Complexity Theory
Quick information
- Personnel:
- Lecturer: Helger Lipmaa
- Tutorials: Prastudy Fauzi
- Timetable:
- Lectures: Fridays, 12:15-14:00 (Liivi 2-611)
- Tutorials: Wednesdays, 16.15 - 18.00 (Liivi 2-611)
- Languages: English
Introduction
Goals: to teach students to recognize problems, which can not be solved in polynomial time. a) Notions - nondeterministic Turing machine, time and space complexity, complexity classes P and NP, NP-complete languages. b) Skills - to recognize NP-hard problems and prove NP-completeness of the problems.
This time, the course will be based on the following textbook:
- Christos H. Papadimitriou, http://www.amazon.co.uk/Computational-Complexity-Christos-H-Papadimitriou/dp/0201530821? (1994)
Learning outcomes
After taking the course, you master the key complexity classes, their underlying models of computation, and relationships. You are able to formalize and abstract from a given computational task relevant computational problems and argue that they belong to appropriate complexity classes. You understand the concept of reductions and how it can be used to order problems by their computational complexity. You are able to show using reductions that a problem is complete for a central complexity class (such as NP) and you understand the importance and implications of such a result. You are familiar with the concepts of randomized, approximation, and parallel algorithms and aware of related complexity classes and their relation to other complexity classes and their models of computation.
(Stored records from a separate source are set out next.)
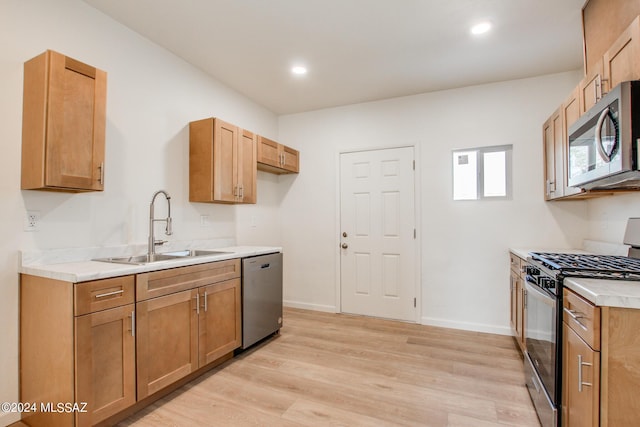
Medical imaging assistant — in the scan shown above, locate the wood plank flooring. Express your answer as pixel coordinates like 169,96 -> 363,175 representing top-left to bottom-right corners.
118,308 -> 539,427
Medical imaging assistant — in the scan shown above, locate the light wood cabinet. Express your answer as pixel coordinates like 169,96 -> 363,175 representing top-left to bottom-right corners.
258,136 -> 300,174
562,288 -> 640,427
136,289 -> 198,399
542,109 -> 564,200
603,16 -> 640,88
189,118 -> 257,203
75,304 -> 136,426
21,50 -> 107,192
20,274 -> 136,427
136,260 -> 242,399
510,254 -> 526,354
582,0 -> 640,75
578,58 -> 609,117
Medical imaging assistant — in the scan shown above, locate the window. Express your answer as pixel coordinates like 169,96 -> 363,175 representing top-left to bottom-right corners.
453,145 -> 513,200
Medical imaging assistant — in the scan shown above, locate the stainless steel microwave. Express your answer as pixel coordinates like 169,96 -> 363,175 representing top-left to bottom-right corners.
567,80 -> 640,190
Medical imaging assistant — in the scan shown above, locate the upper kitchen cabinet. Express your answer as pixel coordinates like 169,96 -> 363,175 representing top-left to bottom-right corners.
582,0 -> 640,76
21,50 -> 107,192
603,15 -> 640,88
258,136 -> 300,174
189,117 -> 257,203
542,109 -> 564,200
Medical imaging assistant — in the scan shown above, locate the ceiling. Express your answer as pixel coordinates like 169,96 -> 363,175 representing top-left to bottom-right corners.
84,0 -> 585,114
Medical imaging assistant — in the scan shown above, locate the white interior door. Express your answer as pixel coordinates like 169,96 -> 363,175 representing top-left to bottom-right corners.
340,147 -> 417,322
(As this is the first time to teach according to that textbook, the exact contents of the course will be come clear later, so the outcomes depend somewhat on the amount of material we are able to cover.)
Grading
Homework (given out continuously during the course during the tutorials) will give 50% of the grade. Other 50% come from exam. The exam will be more theoretical, compared to the homeworks.